An estimated Sh450 million that was seized from former Kenya Power boss Samuel Gichuru and ex-Cabinet minister Chris Okemo is to be sent back to the country from Jersey after a 10-year legal tussle.
This follows the signing of a historic agreement between tax haven island Jersey, and Kenya, paving the way for returning of the £3 million, which will be used to support Kenya’s government in its ongoing response to the Covid-19 pandemic.
According to asset recovery agreement, the funds were confiscated by Jersey authorities in 2016, following the successful conviction of Windward Trading Ltd for money laundering offenses.
The return of the cash, the statement from Jersey said yesterday, will mark the first implementation under Framework for the Return of Assets from Corruption and Crime in Kenya (FRACCK), a multilateral initiative involving Kenya, the UK, Switzerland and Jersey.
“The FRACCK was signed in the presence of former UK Prime Minister Theresa May in August 2018 by President of Switzerland Mr Alain Berset, during his official visit to Kenya in July 2018, and by Jersey’s Minister for External Relations, Senator Mr Ian Gorst, in his official visit to Kenya in December 2018,” read the statement.
This money, described as proceeds of kickbacks allegedly given to Gichuru (pictured left) and Okemo (right) as an inducement to award contracts when they were in office, has been a source of intense legal battles that also centre on the extradition of the two to the island to face corruption charges.

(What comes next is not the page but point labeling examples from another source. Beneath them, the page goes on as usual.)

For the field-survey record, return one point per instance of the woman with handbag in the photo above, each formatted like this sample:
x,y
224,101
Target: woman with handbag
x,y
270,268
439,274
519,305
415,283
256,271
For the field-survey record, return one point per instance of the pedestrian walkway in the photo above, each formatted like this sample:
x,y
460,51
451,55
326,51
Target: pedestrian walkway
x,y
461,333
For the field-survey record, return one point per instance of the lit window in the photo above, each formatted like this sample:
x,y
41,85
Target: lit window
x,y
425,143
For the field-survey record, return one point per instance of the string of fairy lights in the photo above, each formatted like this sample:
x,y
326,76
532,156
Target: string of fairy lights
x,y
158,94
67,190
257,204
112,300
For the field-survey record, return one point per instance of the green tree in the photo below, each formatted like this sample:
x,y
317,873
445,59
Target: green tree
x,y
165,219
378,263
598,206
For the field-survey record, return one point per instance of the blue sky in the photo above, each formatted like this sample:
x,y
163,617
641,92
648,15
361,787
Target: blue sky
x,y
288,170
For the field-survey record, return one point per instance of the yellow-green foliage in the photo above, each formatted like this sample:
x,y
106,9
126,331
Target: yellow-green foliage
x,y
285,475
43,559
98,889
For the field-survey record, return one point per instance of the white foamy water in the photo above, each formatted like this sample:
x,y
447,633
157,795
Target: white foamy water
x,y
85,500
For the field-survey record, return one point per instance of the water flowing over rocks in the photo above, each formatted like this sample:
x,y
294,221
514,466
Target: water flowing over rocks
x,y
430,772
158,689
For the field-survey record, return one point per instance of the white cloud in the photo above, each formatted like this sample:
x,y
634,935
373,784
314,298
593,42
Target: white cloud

“The agreement says 90 per cent of the funds will be allocated to the procurement of essential medical equipment, including Intensive Care Units and hospital beds through Crown Agents. The remaining 10 per cent will support a community-based project with Amref Health Africa, which will strengthen healthcare worker capacity and enhance home-based care,” the statement added.
Kenya’s High Commissioner to the UK Mr Manoah Esipisu said: “The recovery of the £3 million signifies that there is nowhere in the world for corrupt individuals to hide their loot.”
At the same time, Mr Gorst described the repatriation as the culmination of years of hard work and cooperation between Jersey officials and international partners.
Last year, Okemo and Gichuru suffered a major blow after the Supreme Court allowed the Director of Public Prosecutions to proceed with the extradition process of the suspects to Jersey to face corruption charges.
The process had been halted by the Court of Appeal in 2011 following a petition by the Attorney General, who had argued that the Director of Public Prosecutions and the Attorney General had no mandate to institute extradition proceedings.
In the event they are extradited to Jersey, the two will be charged with 53 counts of corruption and each may be jailed for 14 years if convicted.
Okemo, who served as Energy minister between 1991 and 2001, faces 13 counts, while Gichuru, who was the KPLC Managing Director between 1984 and February 2013, will face 40 counts for offenses committed between 1991 and June 28, 2002.